The U.S. Food and Drug Administration recently approved a study in children with autism that evaluates whether a child’s own umbilical cord blood may be an effective treatment. The study comes at a time when parents need hope the most. It’s believed that environmental factors, along with genetics (and unknown immunologic factors) play a major role in the development of autism. Some theories suggest that connections between neurons or nerve cells are to blame for the disorder. If this is true, stem cell therapy may be able to treat or possibly cure the child.
How Stem Cells Work
Stem cells are the building blocks of the human body. They are able to dividing for long periods of time and are “unspecialized” cells. At birth, every human being starts out as a collection of stem cells in the embryo. Unlike a regular cell, which is only able to replicate itself to become more of itself (i.e. heart cells can only divide to become more heart cells, liver cells can only divide to become more liver cells), stem cells are able to become any one of the 220 different cells in the human body. These cells can also self-renew in the sense that they may reproduce themselves over and over again.
Why Stem Cells Might Work
If autism is indeed caused by nerve damage, then stem cells would be able to regenerate such nerve cells and effectively cure the child. This would be an incredible feat and give both the parents and child the life they deserve.
What The Study Hopes To Accomplish
The study includes 30 children with autism, aged 2 to 7. These children will receive injections of their own stem cells from umbilical cord blood that was banked by their parents after birth. This is the first such study to use the child’s own umbilical cord blood stem cells.

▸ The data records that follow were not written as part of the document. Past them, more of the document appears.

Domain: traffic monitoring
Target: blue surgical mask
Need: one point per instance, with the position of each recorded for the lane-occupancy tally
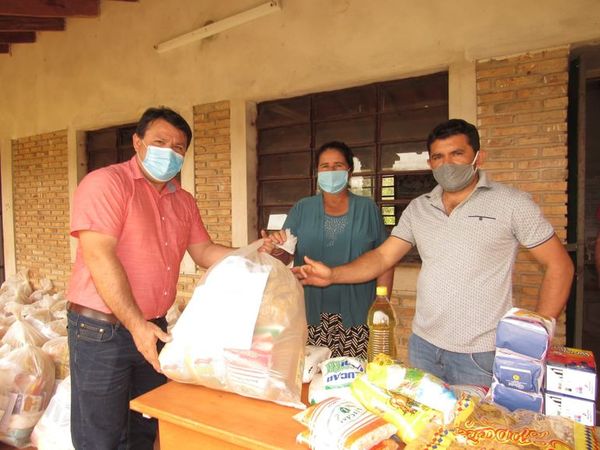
(455, 177)
(332, 181)
(161, 163)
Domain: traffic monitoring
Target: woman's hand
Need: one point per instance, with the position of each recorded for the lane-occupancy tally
(270, 241)
(314, 273)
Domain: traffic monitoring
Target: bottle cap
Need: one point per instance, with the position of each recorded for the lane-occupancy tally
(381, 291)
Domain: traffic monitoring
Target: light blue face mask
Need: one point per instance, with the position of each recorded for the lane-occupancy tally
(332, 181)
(161, 163)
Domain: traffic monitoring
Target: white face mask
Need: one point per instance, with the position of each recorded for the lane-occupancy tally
(455, 177)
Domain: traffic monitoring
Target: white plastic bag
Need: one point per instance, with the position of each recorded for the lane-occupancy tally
(207, 349)
(26, 384)
(53, 431)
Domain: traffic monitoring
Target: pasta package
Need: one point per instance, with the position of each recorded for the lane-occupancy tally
(337, 374)
(413, 383)
(246, 337)
(412, 419)
(341, 424)
(491, 426)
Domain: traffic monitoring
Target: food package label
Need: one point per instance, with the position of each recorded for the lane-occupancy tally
(525, 332)
(577, 409)
(517, 372)
(572, 372)
(513, 399)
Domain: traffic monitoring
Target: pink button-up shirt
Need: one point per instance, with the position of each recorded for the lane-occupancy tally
(153, 231)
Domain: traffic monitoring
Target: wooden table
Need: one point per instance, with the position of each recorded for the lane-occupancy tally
(196, 417)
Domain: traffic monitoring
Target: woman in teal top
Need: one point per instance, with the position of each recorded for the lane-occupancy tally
(335, 227)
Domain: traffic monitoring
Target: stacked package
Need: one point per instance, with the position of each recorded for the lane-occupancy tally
(522, 342)
(571, 384)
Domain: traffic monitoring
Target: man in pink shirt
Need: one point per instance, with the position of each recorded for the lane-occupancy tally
(134, 224)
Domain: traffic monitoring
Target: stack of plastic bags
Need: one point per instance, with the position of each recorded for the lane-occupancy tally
(33, 354)
(522, 342)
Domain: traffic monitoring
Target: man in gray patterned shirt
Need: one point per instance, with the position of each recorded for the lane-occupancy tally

Researchers want to discover whether the stem cells therapy helps improve language and behavior in the affected children. The study is only comprised of autistic children whose autism is not linked to a genetic syndrome of any type of brain injury. Though this is a controlled study, with a placebo group, all children will eventually receive stem cells.

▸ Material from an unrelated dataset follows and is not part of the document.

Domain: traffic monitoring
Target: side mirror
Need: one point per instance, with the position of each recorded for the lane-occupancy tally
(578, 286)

If the stem cells do indeed help, it will pave the way for further research. Since stem cells have already been successfully used to treat some cancers and immune disorders, its efficacy in immune system problems has already been demonstrated. Why is this important for this study? Well, some children with autism have had spinal fluid and brain tests that indicate immune problems. If those problems can be fixed, it might help further explain the illness and how stem cells can help other – related – disorders.
There’s Still No Proof
It’s important to note that there is no solid evidence that the study will result in a positive conclusion. Researchers just don’t know what will happen to the children in the study. The news media is often quick to report on new findings that sound hopeful, but there’s often a significant lag between studies and a working therapy that’s widely available to the general public. Also, not every finding is applicable to all patients. Finally, you just can’t rush good science. It takes time to perform the studies, form conclusions, verify results, and make sure that you’ve actually proved something.